KBLB could’ve rushed a shipment years ago just to tick a box and call it “commercial.” But that would’ve been a public-relations win and a biotech disaster. Every hiccup, every short-term “failure,” would’ve been amplified into a long-term stigma — and the silk itself would’ve been blamed instead of the scale-up process.

Mr. T didn’t take that "novelty"-driven bait. He’s not chasing momentary validation — he’s building a continuum of proof.

“Prove commercialization” doesn’t mean one spool sold. It means a system capable of sustained, verifiable production that meets industry standards, contract demands, and repeat orders. That’s the line between a biotech experiment and a manufacturing company.

And that’s exactly what BAM-1 Alpha represents — the transition from proof of silk to proof of system.

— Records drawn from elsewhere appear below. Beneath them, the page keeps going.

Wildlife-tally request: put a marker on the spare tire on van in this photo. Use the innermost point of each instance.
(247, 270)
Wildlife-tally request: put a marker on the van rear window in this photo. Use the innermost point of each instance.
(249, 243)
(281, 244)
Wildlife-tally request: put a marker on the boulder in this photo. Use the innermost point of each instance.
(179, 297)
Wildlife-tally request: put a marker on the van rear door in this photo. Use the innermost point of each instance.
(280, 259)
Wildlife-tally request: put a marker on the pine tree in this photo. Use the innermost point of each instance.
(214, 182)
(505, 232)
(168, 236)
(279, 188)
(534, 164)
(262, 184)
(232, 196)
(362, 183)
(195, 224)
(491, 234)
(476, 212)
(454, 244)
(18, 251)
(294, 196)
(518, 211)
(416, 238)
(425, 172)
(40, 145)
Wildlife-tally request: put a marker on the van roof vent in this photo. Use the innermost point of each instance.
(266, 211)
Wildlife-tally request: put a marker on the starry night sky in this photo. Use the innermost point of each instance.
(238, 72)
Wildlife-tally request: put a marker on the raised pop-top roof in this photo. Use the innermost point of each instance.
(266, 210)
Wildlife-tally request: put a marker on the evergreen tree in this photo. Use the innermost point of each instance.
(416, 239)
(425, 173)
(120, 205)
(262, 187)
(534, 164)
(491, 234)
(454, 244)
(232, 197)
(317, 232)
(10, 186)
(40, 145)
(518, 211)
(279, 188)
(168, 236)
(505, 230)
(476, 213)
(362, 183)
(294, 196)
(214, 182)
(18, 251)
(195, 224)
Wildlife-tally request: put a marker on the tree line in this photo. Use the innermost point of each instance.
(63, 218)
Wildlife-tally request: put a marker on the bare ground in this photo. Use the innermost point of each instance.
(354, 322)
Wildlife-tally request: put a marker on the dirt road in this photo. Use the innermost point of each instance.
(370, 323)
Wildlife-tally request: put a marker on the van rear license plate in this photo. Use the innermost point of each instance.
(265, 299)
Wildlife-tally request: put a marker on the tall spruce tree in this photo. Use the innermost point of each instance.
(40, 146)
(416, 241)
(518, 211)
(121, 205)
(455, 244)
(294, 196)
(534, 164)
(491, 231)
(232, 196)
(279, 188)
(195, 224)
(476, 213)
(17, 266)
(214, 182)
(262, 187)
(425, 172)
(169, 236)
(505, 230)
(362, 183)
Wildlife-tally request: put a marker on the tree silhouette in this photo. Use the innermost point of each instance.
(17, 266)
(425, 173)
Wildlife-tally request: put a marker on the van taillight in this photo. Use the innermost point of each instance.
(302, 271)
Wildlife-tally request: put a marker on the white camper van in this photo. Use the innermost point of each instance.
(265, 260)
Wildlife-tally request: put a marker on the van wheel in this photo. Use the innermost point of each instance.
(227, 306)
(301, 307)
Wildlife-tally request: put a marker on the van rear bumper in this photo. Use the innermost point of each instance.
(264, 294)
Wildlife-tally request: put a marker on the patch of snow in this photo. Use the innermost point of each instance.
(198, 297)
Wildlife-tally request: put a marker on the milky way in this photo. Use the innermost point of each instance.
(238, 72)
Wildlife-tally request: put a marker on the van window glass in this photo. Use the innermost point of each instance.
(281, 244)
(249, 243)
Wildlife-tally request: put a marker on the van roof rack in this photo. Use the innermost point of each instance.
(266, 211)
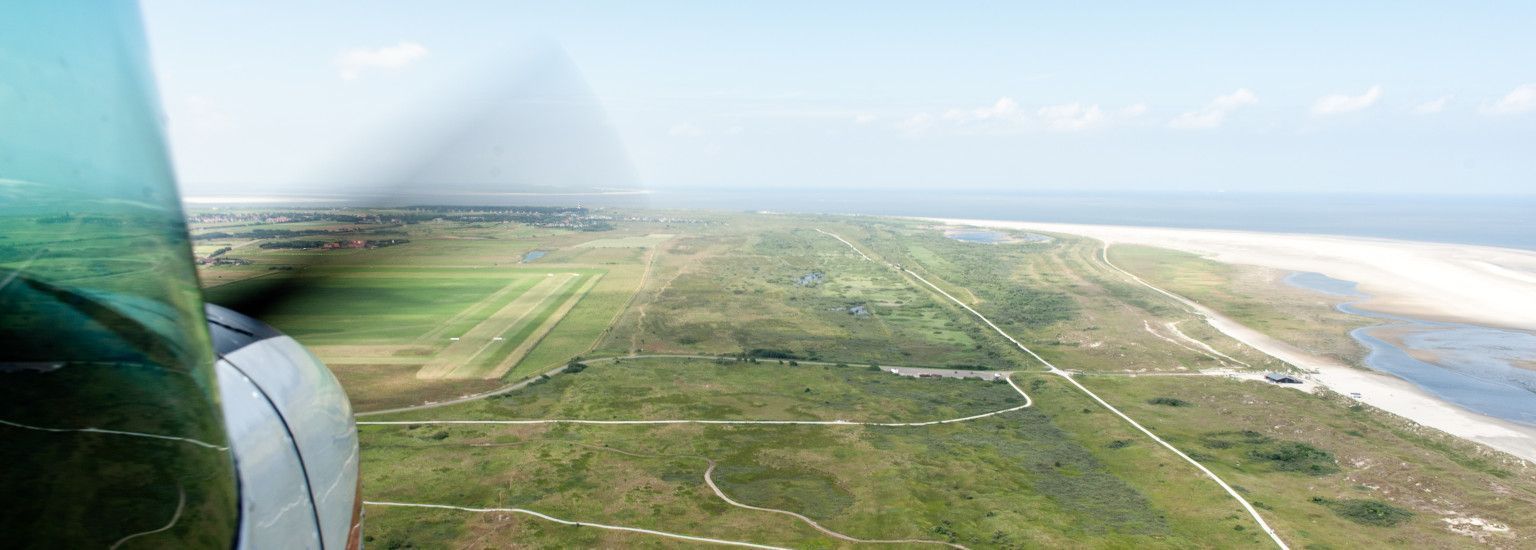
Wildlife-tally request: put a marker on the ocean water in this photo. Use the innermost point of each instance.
(1507, 221)
(1472, 366)
(1493, 220)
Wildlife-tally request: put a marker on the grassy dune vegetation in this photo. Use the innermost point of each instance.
(1016, 480)
(377, 317)
(1252, 295)
(1324, 472)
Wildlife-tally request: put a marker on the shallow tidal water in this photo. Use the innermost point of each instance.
(1472, 366)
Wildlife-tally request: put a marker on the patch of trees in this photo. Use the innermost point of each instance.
(294, 245)
(773, 354)
(85, 220)
(1029, 306)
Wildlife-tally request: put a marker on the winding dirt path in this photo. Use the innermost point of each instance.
(1068, 377)
(576, 523)
(1028, 403)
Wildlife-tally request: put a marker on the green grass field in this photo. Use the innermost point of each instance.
(1065, 472)
(1016, 480)
(1251, 295)
(384, 318)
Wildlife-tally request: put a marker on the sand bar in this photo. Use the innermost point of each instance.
(1424, 280)
(1466, 283)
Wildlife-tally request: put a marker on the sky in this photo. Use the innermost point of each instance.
(1377, 97)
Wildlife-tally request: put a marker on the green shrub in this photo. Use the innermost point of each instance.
(1295, 457)
(1366, 512)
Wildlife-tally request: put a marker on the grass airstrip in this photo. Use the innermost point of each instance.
(790, 324)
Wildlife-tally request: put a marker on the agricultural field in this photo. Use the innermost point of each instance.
(1012, 480)
(455, 311)
(779, 289)
(1252, 295)
(744, 318)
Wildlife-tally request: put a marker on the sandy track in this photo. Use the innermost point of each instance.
(1068, 377)
(1377, 389)
(576, 523)
(542, 329)
(458, 360)
(1478, 284)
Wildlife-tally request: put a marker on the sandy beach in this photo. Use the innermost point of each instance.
(1423, 280)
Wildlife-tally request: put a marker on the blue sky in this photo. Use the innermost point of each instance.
(1309, 97)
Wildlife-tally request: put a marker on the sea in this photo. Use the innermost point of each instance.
(1492, 220)
(1481, 369)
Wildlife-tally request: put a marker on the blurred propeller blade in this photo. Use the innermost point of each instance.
(527, 132)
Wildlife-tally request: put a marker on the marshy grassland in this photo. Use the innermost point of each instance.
(770, 318)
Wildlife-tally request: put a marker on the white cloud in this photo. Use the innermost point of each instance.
(1006, 115)
(1432, 106)
(350, 63)
(1516, 102)
(685, 129)
(1071, 117)
(203, 115)
(1215, 112)
(1341, 103)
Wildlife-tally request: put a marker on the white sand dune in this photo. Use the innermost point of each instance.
(1466, 283)
(1478, 284)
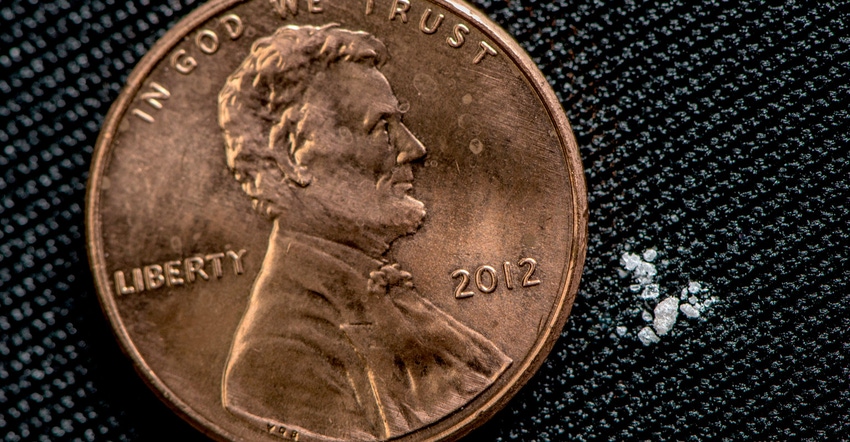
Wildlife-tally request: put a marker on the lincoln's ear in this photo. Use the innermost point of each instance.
(282, 148)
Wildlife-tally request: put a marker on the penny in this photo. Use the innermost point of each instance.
(336, 220)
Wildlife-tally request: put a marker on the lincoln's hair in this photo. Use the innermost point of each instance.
(267, 90)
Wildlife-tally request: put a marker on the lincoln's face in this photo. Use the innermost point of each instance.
(358, 152)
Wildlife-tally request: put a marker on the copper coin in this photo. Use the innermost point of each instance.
(336, 220)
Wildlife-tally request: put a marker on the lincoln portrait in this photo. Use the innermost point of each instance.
(336, 342)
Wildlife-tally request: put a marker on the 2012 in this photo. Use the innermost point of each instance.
(486, 278)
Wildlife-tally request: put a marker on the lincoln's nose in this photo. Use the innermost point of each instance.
(409, 148)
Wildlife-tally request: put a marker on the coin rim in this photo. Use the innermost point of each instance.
(443, 429)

So yes, “continuous” looks slow from the outside. But in biotech, “continuous” means uninterrupted evolution — not reckless iteration.

We’re not waiting for magic. We’re watching a company methodically position itself to clear the only hurdle that ever mattered: the ability to produce spider silk at scale, on demand, and for real markets.

Bottom Line:

You don’t “prove commercialization” with noise.
You prove it with consistency.
And consistency is exactly what’s being engineered right now.

So...

You can call yourselves “truth-sayers” all you want, but truth without context isn’t truth — it’s theater.

Every “failure” WebSlinger lists is actually a milestone along a genetic engineering curve, not a grave marker. This isn’t widget manufacturing; it’s biotech. Every iteration — Monster Silk, Dragon Silk, BAM-1 — contributed genetic data that built Alpha. That’s not failure; that’s the scientific method doing its job.

You keep saying “prove us false.”
But you’re not making factual claims — you’re making final ones.
You declare outcomes before the experiments are done.
That’s not truth-telling. That’s narrative control.


And the irony?

You say you want the company to succeed, yet you dedicate every ounce of energy to ensuring no one believes it can. That’s not “holding feet to the fire.” That’s standing on the hose while shouting that nothing’s coming out.